That's really funny, because a couple of years ago, Snowden demonstrated very clearly that American tech companies are all infested by NSA mass surveillance tools or dominated by mass surveillance activities, constantly profiling pretty much all citizens.
In that sense, it might actually be "safer" for an individual American to use a Chinese phone. It may be backdoored, but at least the PLA isn't going to share your vacation pics with the DEA, but the NSA might.
If you're an American and you use services outside of the US, you are in fact enabling - entirely legally - the NSA to do dramatically more aggressive things to target your information / data / email.
It's my first time getting flagged but how is claiming that a Russian resident (national or permanent or otherwise) preferring to use Yandex mail a national/personal attack in any way?
I interpreted it through the filter of the current discourse re trolls, bots, manipulation, meddling, and collusion. If you didn't mean to insinuate about any of that, I'm sorry for misreading you!
I wasn't the only one, though (https://news.ycombinator.com/item?id=16381477). It's sad, but if a comment doesn't include enough information to rule out the most inflammatory interpretations, that's where readers will go.
As far as I’m aware he didn’t demonstrate that (say) Apple was infested by NSA mass surveillance tools. And those options that could be used to profile users can be switched off.

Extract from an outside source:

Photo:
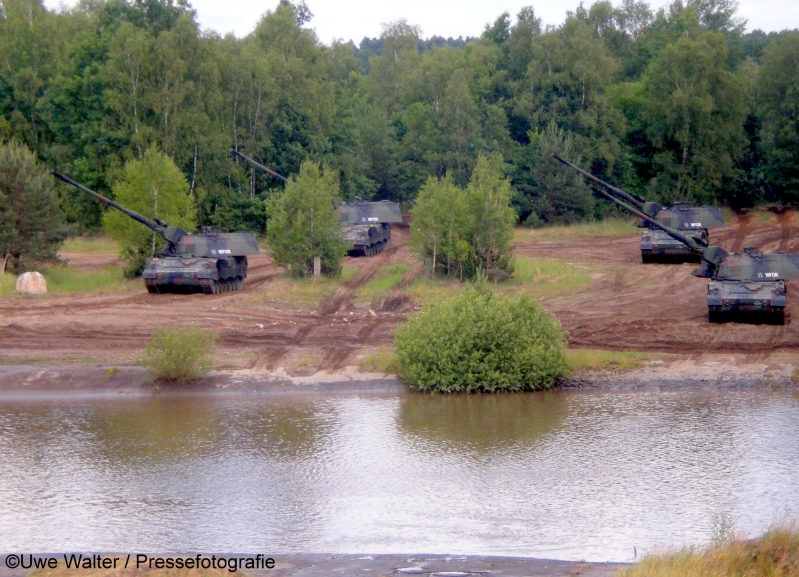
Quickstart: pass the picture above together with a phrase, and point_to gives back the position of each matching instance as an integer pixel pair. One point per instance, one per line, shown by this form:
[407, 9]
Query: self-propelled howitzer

What am I missing?
No, that's not in fact how basebands work; the baseband is connected to the AP via HSIC, which is an internal USB bus. "Shares a bus with the top-level OS", by the way, is a sequence of words that doesn't really make sense.
> “We would obviously rather not remove the apps, but like we do in other countries, we follow the law wherever we do business,” Cook said on a call with analysts to discuss quarterly financial results.
If Apple wants to remain competitive globally from a market share perspective, they need to compete in China (http://gs.statcounter.com/os-market-share/all/china). If the only way to do that is remove apps from the app store, they'll do it.
In fact, the app store is probably the most noticeable change. There could be others that haven't been widely publicized.
Quite a lot, I'm afraid. Please do read the Snowden leaks, it's extremely important historical data. For starters, all major US tech companies are PRISM partners.
Based on said leaks and a fact sheet from DNI Clapper himself, PRISM is simply an efficient warrant processing system based upon legal authority, nothing more. While troubling and worthy of debate, particularly regarding its 702 legal authority and targeting of Americans, it does not involve malware, surreptitious access to any of the involved tech companies, or an infestation of NSA tooling. The author of the PRISM slides was not careful to make this clear, which meant without context, everyone seemed to assume PRISM was a Room 641A situation. It's become clear that to be a 'partner' in PRISM simply means that the entity is capable of responding to warrants using the system, and citing PRISM as an example of compromise in the same vein as this Huawei announcement is disingenuous at best. Some companies built systems on their side to help (like Facebook), while Google delivered their PRISM data via SSH, for example; Twitter, interestingly, did not play ball.
Having responded to warrants before, I can tell you that it's a drawn out, paperwork-intensive process. Something like PRISM is actually net good for both parties, since governmental relationships are extremely human intensive on both sides at the scale of the large tech players. I can actually understand and sympathize with the USG designing a system to make it more efficient, though the leaks tell us it was flagrantly misused (primarily via NSLs, back door searches, and so on).
Came here to say this. Do these 3-letter "agencies" still have any credibility left since they're now known to have repeatedly cheated "their people" (citizens, uhum tax payers, that to some extend keep these agencies in existence)?
Maybe Huawei devices are harder for them to "bug", and that's why they say this. I have no reason to believe they are not lying, after all the lies and cover ups that have been exposed.
It's a double-whammy: Not only do the Chinese get all that precioussss data, also the Americans don't! Unless, maybe, they manage to buy or trade for it.
Facing that kind of loss, I would be concerned, too!